Hackers can wreak havoc on public safety communications networks. Fortunately, there is a lot that agencies can do to increase the difficulty of hacking their networks to lessen, and even prevent, the effects of cyberattacks.
While it is next to impossible to prevent cyberattacks entirely, taking these steps will make it more difficult for hackers to execute them and will lessen their impact on public safety communications networks when they do occur.
A communications network is a lot like the human body. Both are intricate compilations of individual components capable of vital tasks by themselves but when interconnected act holistically to deliver powerful performance. For example, a Next-Generation 911 (NG911) system — consisting of an emergency services Internet Protocol (IP) network (ESInet), next-generation core services (NGCS), compliant call-handling equipment (CHE) and fiber optics — is analogous to the body’s cardiovascular system replete with the heart, lungs, kidneys and vascular system. Everything works together to deliver the needed performance. Just as the body has numerous systems that enable it to function as intended, so too does a public safety agency.
The body’s various systems and those of a public safety agency are similar in a couple of other ways as well. First, a lot can go wrong with each individual component and when it does, the results can be catastrophic for the system. Second, regular screenings often can prevent problems from occurring, and when they do occur, help to mitigate them quickly so that the damage is lessened.
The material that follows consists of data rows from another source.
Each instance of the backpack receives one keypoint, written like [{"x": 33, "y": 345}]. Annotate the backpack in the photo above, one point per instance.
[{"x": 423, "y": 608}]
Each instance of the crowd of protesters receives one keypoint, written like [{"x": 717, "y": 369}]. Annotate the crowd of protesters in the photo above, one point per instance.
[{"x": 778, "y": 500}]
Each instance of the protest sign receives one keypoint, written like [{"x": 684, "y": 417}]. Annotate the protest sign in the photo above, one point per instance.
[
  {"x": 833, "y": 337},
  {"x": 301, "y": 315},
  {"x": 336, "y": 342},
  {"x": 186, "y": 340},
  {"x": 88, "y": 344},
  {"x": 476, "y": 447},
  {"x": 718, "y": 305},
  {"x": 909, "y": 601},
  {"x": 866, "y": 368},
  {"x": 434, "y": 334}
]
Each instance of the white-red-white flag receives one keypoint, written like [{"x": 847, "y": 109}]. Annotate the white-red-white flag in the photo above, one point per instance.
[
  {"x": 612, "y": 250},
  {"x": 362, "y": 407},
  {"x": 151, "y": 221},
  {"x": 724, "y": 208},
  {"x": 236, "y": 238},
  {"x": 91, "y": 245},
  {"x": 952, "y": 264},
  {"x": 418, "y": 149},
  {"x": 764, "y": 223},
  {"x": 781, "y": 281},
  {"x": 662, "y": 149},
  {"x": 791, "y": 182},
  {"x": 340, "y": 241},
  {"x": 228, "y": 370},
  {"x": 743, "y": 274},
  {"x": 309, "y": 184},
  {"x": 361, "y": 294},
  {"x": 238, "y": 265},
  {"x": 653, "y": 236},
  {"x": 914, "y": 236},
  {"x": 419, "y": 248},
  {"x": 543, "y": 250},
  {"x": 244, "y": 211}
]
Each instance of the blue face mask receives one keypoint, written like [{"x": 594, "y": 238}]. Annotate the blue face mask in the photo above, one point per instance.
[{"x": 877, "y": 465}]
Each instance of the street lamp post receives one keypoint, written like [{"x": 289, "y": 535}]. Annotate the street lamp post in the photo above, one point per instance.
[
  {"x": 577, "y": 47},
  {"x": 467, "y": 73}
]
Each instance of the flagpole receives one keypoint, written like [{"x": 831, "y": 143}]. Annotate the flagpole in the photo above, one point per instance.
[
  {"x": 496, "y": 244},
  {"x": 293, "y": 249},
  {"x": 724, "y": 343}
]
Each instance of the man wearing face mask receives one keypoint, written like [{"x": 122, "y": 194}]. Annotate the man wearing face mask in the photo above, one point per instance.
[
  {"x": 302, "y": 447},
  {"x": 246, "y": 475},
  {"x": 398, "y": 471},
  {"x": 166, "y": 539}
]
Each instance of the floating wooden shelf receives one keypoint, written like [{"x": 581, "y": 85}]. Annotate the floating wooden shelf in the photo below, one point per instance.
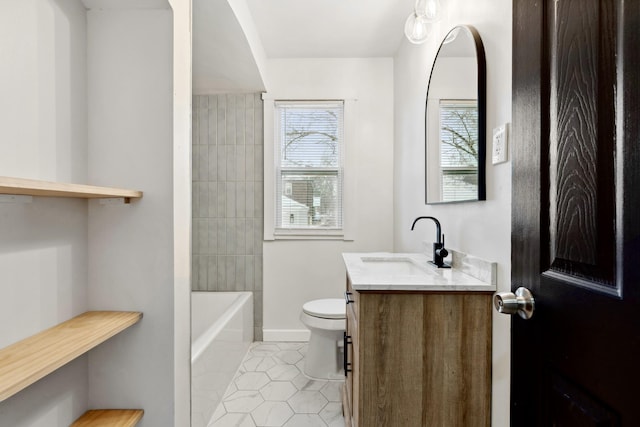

This article examines what can go wrong with public safety communications networks from a cybersecurity perspective. More importantly, it offers suggestions regarding what agencies should be doing proactively to guard against the threats and to resolve them quickly should they occur.
Just as the human body is susceptible to viral and bacterial infections, computer networks are prone to cyberattacks. This is particularly true of IP-based networks, and no sector is immune, including public safety — perhaps especially public safety. The Federal Bureau of Investigation (FBI) advises that it no longer is a question of if, but rather when, any individual public safety communications network is going to be attacked.
It wasn’t always this way. In the beginning, corporations were the primary targets of hackers seeking to steal trade secrets or other vital information. When public safety agencies ended up in the crosshairs, the goal was mischief — think denial-of-service attacks — or, more simply, a way for hackers to demonstrate their prowess. In the last few years, however, things have taken a more sinister turn.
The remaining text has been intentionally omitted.